We ordered a few other Black Angus sliced beef pieces of mysterious nomenclature, such as the tongue (fabulous), short rib (again terrific), and prime rib (actually a 1/2 in. rib-eye steak). If I had a few of my college buddies with me instead of my parents and one of their friends, we could have run the gamut (which would have included marinaded intestine, skirt steak, marinated short rib, beef belly, and baby octopus, among other things). I did find the fresh shrimp to be delightful, unfrozen and quickly orange on the hot grill. You have to shell and be-head them yourself but that's the fun of it! After you sear them, you get the pure umami of their feelers and shells laded on the grill and then place on some pre-cut slabs of pork belly - score! The resulting flavor is pretty awesome, almost Vietnamese because of the shrimpy-porkiness. But then you realize that the main drawback of "premium" beef barbecue is the terrible infusion of beef tallow that gets under your palate and skin. You have to truly love the intense flavor of beef to withstand this barrage because even shrimp and pork belly are child's play.
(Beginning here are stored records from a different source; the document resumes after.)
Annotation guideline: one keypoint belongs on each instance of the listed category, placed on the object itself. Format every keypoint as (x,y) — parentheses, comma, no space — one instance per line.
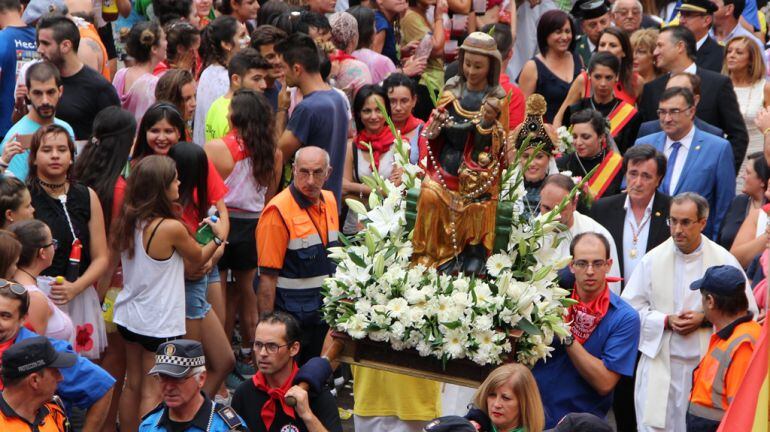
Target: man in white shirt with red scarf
(584,369)
(674,332)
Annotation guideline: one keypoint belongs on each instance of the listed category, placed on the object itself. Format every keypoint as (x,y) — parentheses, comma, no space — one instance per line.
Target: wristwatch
(568,341)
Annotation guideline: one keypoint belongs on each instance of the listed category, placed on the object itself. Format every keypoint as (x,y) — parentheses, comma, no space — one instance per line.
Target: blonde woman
(744,64)
(510,398)
(643,44)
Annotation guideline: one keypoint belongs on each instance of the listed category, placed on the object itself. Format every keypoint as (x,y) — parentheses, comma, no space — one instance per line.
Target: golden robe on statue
(464,158)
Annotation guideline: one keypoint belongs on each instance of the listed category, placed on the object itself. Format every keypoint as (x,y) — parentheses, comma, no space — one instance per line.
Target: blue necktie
(670,168)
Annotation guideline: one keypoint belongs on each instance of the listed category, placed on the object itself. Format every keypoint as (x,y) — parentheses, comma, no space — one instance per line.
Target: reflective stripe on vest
(719,359)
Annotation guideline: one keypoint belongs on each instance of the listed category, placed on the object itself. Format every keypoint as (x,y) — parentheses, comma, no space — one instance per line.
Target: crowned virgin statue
(464,157)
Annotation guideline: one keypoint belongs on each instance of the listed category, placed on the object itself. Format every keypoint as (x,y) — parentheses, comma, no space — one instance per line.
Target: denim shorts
(196,304)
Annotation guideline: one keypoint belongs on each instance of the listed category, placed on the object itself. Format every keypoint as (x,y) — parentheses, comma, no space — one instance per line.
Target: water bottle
(425,46)
(205,234)
(72,272)
(110,10)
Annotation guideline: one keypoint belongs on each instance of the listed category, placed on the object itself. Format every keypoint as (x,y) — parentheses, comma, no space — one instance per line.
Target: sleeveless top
(553,88)
(59,323)
(152,300)
(244,193)
(51,211)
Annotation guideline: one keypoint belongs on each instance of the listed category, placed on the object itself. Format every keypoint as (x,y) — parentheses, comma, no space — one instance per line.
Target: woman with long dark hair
(15,201)
(249,161)
(551,72)
(153,242)
(220,40)
(74,214)
(197,194)
(101,166)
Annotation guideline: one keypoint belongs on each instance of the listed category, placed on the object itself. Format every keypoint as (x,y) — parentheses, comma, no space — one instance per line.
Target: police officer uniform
(177,359)
(21,359)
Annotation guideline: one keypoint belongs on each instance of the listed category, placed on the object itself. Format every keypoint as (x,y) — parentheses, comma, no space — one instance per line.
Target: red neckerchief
(411,123)
(340,55)
(586,317)
(274,394)
(380,143)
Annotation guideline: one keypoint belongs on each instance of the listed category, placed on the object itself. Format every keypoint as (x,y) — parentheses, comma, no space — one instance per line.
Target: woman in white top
(372,133)
(37,251)
(249,161)
(221,39)
(745,66)
(151,307)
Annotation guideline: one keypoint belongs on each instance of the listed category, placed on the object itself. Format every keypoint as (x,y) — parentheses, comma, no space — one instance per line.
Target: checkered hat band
(180,361)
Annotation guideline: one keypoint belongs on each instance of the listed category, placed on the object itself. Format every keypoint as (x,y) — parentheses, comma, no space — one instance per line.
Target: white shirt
(681,157)
(701,42)
(629,227)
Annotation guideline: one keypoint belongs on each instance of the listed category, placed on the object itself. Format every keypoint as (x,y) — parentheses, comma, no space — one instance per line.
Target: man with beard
(87,92)
(44,86)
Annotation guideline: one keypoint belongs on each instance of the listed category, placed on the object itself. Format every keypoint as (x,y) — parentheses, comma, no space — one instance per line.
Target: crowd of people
(174,173)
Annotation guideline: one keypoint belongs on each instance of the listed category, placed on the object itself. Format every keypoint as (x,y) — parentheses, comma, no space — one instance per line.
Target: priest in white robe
(555,188)
(674,333)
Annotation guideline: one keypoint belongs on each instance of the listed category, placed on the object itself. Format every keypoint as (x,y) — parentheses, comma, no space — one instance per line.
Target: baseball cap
(581,422)
(721,279)
(450,424)
(178,357)
(32,355)
(37,8)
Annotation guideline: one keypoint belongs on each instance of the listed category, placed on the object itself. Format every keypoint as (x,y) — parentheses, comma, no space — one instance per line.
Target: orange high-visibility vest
(711,394)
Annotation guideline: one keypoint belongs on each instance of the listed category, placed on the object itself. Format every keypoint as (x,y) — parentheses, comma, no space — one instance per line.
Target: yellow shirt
(378,393)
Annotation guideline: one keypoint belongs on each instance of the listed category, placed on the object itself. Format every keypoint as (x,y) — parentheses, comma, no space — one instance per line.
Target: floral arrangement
(378,294)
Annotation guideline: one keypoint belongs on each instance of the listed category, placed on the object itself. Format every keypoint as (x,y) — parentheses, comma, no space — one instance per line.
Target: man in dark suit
(697,16)
(675,52)
(637,221)
(689,81)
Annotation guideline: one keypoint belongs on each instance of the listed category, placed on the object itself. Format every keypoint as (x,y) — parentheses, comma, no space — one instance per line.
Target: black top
(627,135)
(85,94)
(710,55)
(733,220)
(248,402)
(51,211)
(553,88)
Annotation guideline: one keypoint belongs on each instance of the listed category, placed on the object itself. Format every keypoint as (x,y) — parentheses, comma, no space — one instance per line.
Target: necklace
(52,186)
(635,234)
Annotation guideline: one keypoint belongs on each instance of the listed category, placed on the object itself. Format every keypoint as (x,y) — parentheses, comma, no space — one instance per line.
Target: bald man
(294,232)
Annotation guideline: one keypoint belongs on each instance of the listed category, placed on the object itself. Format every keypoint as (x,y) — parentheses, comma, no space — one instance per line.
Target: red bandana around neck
(380,142)
(274,395)
(585,317)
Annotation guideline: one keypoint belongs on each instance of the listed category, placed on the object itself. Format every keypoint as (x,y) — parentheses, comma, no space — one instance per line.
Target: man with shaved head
(293,236)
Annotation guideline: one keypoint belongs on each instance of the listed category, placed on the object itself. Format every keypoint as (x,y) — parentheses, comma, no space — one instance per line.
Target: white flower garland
(377,293)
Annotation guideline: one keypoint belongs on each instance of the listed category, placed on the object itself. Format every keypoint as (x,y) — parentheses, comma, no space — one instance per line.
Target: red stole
(380,142)
(586,317)
(276,396)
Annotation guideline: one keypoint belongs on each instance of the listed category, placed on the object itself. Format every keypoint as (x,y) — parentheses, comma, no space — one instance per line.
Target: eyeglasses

I asked my mother's friend, who was joining us from Seoul and headed back the following morning, how much a meal like this would cost in Korea. First of all, it doesn't exist. And if it did, it would easily hurdle $100 a person. Easily. Koreans in Korea have somehow fooled themselves into thinking that American beef is suspect and that Australian beef is better. Their wallets pay the consequences - a single serving of beef that you might get at Oo Gook, or any premium barbecue place in Koreatown would run $30-35. Consider that our party of 4 (including three people in their 50's...who don't eat very much) had 9-10 plates, do the math.
So $25 bucks for such a treat is a singular one. Is the quality of the meat and banchan that much better than say, Moo Dae Po or Road to Seoul? I'm not sure. But hey, you can sit on the second floor window seat and see the sun set, instead of wiping smoke out of your eyes.
Oo Gook
3385 W 8th Street
Los Angeles, CA 90005
Seven Days a Week: 11AM-12AM
Note: Oo Gook roughly translates to cattle country in Korean. "Oo" refers to cow. "Gook" means place or country. Or at least that's what my mom told me.